İstiklal Marşı halkımızı en çok uzlaştıran, en güçlü toplumsal mutabakatı sağlayan unsurlarının yer aldığı çok güçlü bir buluşma belgesidir. Belgesidir diyoruz. Çünkü İstiklal Marşı, dini muhtevası, taşıdığı aidiyet unsurları, güçlü şiir vurgusu, yüklediği ve yüklendiği toplumsal motivasyon ile milletimizi üzerinde birleştiren mutabakatın adıdır.
Akif, Milli Mücadele’nin içinde çok ayrıcalıklı ve etkili bir şekilde yer alır. Yazdıkları ile, yaptıkları ile yaşadıkları ile cemiyetimizin üzerinde en çok ittifak ettiği, aidiyetlerini en güçlü şekilde benimsediği kâmil bir model şahsiyettir.

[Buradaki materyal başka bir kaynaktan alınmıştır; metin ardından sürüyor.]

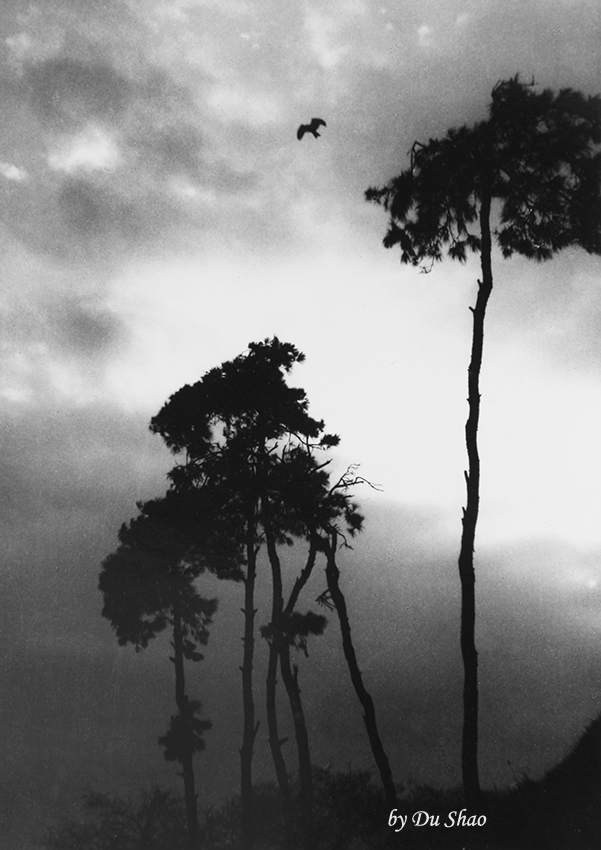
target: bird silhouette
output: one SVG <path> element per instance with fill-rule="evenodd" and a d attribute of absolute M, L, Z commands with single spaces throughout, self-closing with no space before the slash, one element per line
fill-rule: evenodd
<path fill-rule="evenodd" d="M 300 141 L 305 133 L 313 133 L 315 138 L 317 138 L 320 134 L 317 132 L 319 127 L 326 127 L 327 124 L 323 120 L 323 118 L 312 118 L 310 124 L 301 124 L 298 130 L 296 131 L 296 138 Z"/>

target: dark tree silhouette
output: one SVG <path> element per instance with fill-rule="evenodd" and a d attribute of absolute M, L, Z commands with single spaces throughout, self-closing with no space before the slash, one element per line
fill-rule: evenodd
<path fill-rule="evenodd" d="M 388 806 L 393 808 L 396 804 L 396 787 L 388 756 L 378 732 L 374 702 L 365 687 L 357 660 L 346 599 L 340 587 L 340 570 L 336 561 L 339 542 L 350 548 L 347 535 L 354 537 L 363 530 L 364 517 L 359 512 L 357 503 L 352 500 L 351 492 L 356 485 L 370 484 L 370 482 L 357 475 L 356 472 L 357 466 L 353 465 L 340 476 L 333 486 L 330 486 L 328 481 L 321 499 L 314 500 L 313 504 L 309 506 L 308 523 L 312 531 L 313 546 L 316 550 L 323 552 L 326 557 L 327 589 L 318 597 L 317 601 L 329 608 L 330 611 L 335 610 L 338 616 L 342 635 L 342 649 L 351 682 L 363 708 L 363 721 L 374 761 L 380 774 L 386 801 Z M 370 484 L 370 486 L 374 487 L 373 484 Z"/>
<path fill-rule="evenodd" d="M 480 255 L 482 278 L 473 313 L 465 426 L 468 471 L 459 575 L 464 678 L 462 773 L 466 800 L 480 796 L 478 655 L 475 645 L 474 542 L 480 497 L 479 378 L 484 317 L 492 291 L 492 246 L 547 260 L 568 246 L 601 252 L 599 169 L 601 99 L 572 89 L 537 92 L 516 76 L 492 92 L 489 117 L 441 139 L 416 142 L 410 167 L 366 198 L 390 214 L 384 245 L 401 262 L 426 270 L 448 255 Z M 498 203 L 498 207 L 496 206 Z"/>
<path fill-rule="evenodd" d="M 185 452 L 181 465 L 170 474 L 176 492 L 185 496 L 210 488 L 218 494 L 223 522 L 234 539 L 244 544 L 241 667 L 244 729 L 240 765 L 242 840 L 248 850 L 254 843 L 252 761 L 258 728 L 253 695 L 257 556 L 266 543 L 274 585 L 273 634 L 279 633 L 277 621 L 283 602 L 277 545 L 286 542 L 291 531 L 289 518 L 283 519 L 280 496 L 272 489 L 273 469 L 277 468 L 281 445 L 335 442 L 335 438 L 322 435 L 323 422 L 308 415 L 304 391 L 286 384 L 286 375 L 293 365 L 303 360 L 304 355 L 293 345 L 277 338 L 251 343 L 247 353 L 210 370 L 193 386 L 175 393 L 151 422 L 151 430 L 160 434 L 174 453 Z M 276 642 L 279 648 L 279 637 Z M 274 657 L 277 658 L 277 652 Z M 273 681 L 273 658 L 270 663 Z M 290 697 L 294 682 L 289 681 L 289 686 Z M 285 766 L 277 757 L 280 742 L 274 711 L 275 700 L 271 701 L 270 697 L 270 744 L 278 779 L 285 784 Z M 293 715 L 296 720 L 298 713 L 293 710 Z M 310 823 L 310 793 L 301 793 L 301 799 L 307 803 L 303 820 Z"/>
<path fill-rule="evenodd" d="M 46 834 L 47 850 L 186 850 L 188 837 L 181 801 L 153 788 L 137 802 L 89 792 L 84 812 Z"/>
<path fill-rule="evenodd" d="M 140 515 L 121 527 L 118 549 L 104 560 L 98 586 L 104 596 L 102 614 L 121 645 L 131 643 L 139 651 L 167 627 L 172 630 L 178 713 L 159 743 L 165 758 L 182 766 L 188 844 L 196 850 L 200 836 L 193 756 L 204 749 L 203 735 L 211 723 L 198 716 L 200 702 L 186 693 L 184 663 L 202 660 L 198 648 L 208 641 L 217 600 L 201 596 L 195 583 L 206 568 L 207 554 L 213 551 L 208 526 L 205 545 L 200 547 L 198 530 L 194 541 L 169 524 L 180 506 L 176 498 L 139 504 Z M 222 568 L 222 576 L 236 576 L 235 553 L 231 560 L 215 563 Z"/>

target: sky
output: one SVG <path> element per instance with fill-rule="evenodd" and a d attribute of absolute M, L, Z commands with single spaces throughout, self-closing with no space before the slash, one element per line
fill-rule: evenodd
<path fill-rule="evenodd" d="M 596 0 L 4 0 L 9 850 L 31 850 L 88 787 L 177 781 L 155 744 L 173 711 L 166 645 L 117 647 L 98 572 L 136 501 L 165 490 L 173 459 L 151 416 L 274 335 L 306 354 L 292 383 L 342 438 L 334 473 L 360 463 L 379 485 L 359 494 L 366 531 L 344 581 L 395 778 L 459 781 L 456 559 L 479 270 L 401 266 L 363 195 L 407 166 L 414 141 L 483 119 L 501 79 L 597 94 L 600 35 Z M 313 116 L 327 127 L 299 142 Z M 599 259 L 493 263 L 476 541 L 489 786 L 540 775 L 601 710 Z M 239 589 L 213 592 L 198 682 L 220 722 L 198 773 L 201 799 L 218 801 L 238 783 L 241 618 Z M 301 675 L 315 762 L 370 766 L 334 623 Z"/>

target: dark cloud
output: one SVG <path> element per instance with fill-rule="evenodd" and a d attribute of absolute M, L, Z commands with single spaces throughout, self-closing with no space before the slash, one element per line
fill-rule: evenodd
<path fill-rule="evenodd" d="M 69 130 L 90 118 L 117 121 L 131 96 L 129 82 L 111 66 L 56 57 L 27 69 L 34 112 L 53 128 Z"/>
<path fill-rule="evenodd" d="M 68 354 L 103 356 L 113 352 L 123 340 L 121 321 L 103 307 L 65 298 L 53 312 L 53 341 Z"/>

Mehmet Akif, taşıdığı kimliği ve oluşturduğu aidiyeti, zamanın devlet ricalinin kendisinden talep ettiği/yaptığı hizmetleri, şairliği, yazarlığı, halk adamlığı, Milli Mücadele’de üstlendiği misyonu ve yaptığı faaliyetleri ile cumhuriyetimizin gerçek kurucu değeridir. Onu anlamak Cumhuriyetin kurucu değerlerini anlamaktır. Ama onu anlamak da kolay değildir.
Çünkü o:
Ağlarım, ağlatamam; hissederim, söyleyemem.
Dili yok kalbimin ondan ne kadar bizarım!
diye haykıran bir şairdir.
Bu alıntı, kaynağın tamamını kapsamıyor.